昔の常識4:頑張っていれば老後のことはなんとかなる
昔の常識が現代の非常識である、という最後のポイントとして「今をがんばっていれば将来のことは何とかなる」を指摘したいと思います。これは高度経済成長期においては問題ない発想だったわけですが、現代にはもはや通用しません。たぶん、読者の皆さんも同意してくれることと思います。老後のことは自分で積極的に考え行動しなければ、生活にまったく余裕がない20年を送る可能性があります。年金をもらえないわけではありませんが水準は下がるからです(1円ももらえないわけではないが、それでも重要な問題です)。

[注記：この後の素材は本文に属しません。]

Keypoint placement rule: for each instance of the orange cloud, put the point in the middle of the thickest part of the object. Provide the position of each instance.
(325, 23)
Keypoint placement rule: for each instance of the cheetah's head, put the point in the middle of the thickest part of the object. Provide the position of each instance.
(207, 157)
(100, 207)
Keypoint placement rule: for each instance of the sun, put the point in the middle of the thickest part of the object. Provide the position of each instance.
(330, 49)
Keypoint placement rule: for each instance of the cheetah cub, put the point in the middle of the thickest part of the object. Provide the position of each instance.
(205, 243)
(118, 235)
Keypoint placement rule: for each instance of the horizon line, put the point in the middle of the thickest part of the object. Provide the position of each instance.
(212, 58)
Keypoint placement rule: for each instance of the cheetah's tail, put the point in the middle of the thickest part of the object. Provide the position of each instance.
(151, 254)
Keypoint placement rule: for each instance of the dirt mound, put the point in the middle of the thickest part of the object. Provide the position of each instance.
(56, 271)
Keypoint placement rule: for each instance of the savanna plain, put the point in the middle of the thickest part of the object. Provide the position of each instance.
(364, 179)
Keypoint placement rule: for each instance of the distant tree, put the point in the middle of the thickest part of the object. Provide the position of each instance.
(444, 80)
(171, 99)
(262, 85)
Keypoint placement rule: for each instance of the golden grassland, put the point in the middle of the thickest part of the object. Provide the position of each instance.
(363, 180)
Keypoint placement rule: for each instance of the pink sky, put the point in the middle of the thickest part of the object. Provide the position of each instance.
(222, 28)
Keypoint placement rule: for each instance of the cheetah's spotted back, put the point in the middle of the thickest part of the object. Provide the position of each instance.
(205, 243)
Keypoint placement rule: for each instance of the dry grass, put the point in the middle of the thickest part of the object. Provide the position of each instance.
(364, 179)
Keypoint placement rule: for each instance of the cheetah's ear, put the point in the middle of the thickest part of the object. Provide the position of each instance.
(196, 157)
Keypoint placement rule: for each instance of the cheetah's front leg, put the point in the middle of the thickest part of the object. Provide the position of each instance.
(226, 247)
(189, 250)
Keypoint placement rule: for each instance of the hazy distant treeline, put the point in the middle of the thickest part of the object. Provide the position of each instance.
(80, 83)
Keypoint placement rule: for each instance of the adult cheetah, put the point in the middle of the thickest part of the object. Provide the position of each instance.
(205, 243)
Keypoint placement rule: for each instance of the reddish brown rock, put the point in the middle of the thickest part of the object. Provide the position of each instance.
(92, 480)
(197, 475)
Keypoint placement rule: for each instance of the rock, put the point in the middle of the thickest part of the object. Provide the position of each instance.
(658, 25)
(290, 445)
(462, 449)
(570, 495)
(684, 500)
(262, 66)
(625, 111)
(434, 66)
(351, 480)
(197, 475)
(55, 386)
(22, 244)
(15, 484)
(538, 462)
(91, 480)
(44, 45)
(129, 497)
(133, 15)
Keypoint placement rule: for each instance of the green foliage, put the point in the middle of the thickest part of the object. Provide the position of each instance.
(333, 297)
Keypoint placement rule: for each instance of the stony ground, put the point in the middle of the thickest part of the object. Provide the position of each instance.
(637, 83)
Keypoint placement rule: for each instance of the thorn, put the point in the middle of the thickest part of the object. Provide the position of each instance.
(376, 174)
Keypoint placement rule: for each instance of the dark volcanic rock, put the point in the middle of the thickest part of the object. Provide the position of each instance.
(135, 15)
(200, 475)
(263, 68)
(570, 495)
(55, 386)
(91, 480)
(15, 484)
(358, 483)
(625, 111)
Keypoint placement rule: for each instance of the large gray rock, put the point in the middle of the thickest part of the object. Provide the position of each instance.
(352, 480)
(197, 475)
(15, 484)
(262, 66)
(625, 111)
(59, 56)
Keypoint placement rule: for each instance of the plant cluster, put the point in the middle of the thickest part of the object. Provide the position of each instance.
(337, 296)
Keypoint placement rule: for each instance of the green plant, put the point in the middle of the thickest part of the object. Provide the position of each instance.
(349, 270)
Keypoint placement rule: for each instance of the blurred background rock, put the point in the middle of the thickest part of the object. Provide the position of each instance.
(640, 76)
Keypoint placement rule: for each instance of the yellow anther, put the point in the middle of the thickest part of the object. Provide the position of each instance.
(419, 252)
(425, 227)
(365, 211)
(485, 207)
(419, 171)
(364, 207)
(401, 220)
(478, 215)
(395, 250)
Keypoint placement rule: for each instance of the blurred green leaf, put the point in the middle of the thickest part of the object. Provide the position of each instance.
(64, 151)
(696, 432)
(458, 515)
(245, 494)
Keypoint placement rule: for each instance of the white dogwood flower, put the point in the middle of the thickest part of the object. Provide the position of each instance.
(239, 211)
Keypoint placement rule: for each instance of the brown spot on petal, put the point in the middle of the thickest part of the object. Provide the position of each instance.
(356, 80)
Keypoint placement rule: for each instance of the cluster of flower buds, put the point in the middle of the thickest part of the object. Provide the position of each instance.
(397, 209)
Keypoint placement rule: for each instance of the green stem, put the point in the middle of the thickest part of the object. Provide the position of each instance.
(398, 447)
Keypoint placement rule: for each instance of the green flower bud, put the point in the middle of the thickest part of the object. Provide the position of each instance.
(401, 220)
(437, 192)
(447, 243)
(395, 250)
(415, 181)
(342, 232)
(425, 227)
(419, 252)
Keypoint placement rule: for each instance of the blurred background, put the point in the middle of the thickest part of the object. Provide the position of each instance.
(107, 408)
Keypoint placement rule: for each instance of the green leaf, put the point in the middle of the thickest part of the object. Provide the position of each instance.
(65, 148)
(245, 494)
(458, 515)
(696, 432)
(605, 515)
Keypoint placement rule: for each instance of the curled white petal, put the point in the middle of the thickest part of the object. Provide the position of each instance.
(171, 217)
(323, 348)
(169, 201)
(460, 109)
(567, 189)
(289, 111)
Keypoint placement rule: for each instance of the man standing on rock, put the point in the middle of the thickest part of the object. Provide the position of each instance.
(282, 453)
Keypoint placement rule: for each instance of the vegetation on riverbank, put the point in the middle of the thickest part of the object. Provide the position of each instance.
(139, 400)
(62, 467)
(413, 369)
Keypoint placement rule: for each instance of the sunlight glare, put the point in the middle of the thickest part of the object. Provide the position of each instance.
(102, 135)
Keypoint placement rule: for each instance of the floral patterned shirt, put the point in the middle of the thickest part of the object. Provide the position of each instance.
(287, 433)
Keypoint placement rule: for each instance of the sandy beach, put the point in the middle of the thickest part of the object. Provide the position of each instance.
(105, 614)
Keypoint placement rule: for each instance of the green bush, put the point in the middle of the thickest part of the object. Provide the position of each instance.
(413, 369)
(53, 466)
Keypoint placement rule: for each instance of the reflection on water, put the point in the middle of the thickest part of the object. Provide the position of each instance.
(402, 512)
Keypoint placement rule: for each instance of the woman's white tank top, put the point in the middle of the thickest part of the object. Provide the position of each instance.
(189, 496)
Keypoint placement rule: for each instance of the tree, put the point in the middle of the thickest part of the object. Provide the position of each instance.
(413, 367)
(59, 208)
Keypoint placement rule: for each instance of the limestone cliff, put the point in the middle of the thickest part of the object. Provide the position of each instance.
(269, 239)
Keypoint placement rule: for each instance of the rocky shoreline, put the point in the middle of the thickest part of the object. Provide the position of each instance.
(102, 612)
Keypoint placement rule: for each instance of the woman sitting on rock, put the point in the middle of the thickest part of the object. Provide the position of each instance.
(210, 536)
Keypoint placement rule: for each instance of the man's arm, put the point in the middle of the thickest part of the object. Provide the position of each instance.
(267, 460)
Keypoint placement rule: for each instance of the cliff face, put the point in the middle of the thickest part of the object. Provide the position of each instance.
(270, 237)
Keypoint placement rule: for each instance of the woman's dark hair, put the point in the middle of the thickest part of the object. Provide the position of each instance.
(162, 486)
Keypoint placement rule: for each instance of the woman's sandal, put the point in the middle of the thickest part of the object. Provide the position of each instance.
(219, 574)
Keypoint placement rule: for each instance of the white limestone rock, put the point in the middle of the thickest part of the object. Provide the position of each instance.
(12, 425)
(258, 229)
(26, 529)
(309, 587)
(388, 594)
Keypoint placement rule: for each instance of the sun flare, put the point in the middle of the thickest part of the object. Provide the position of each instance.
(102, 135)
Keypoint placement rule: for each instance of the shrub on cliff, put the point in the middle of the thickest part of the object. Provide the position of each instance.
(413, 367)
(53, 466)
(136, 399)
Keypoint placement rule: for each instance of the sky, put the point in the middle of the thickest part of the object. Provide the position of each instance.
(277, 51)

はっきりいってしまえば、親の世代はそもそも老後の準備なんて考えもしなかっただけなのです。それは、もはや現代の非常識です。自分の力で自分の老後に備える行動を起こしていかなければならないのです。
反面教師としての親世代から学べることがある
もし親の世代の「昔の常識」から学べることがないか、と聞かれれば、「貯金をしっかりする」ということだと思います。かつてはクレジットカードも普及しておらず、消費者金融も便利ではなかったため、お金を借りることに高いハードルがありました。多くの人はこつこつ貯金をして、そこから高額消費をしていたのです。月賦のような分割払いは高額の家電品に限られていました。きちんとお金を貯め、できるだけ借金はしないというのは今でも有効な「お金の常識」です。
しかし、ほとんどのお金の常識は長い時間を経て「お金の非常識」になっています。これを大事に守るほど私たちは損をするかもしれません。あなたを育ててくれた親には感謝しなければなりませんが、お金のルールが変化しているのに守り続けることとは関係がありません。ときには反面教師として上の世代を見ることも大切なのです。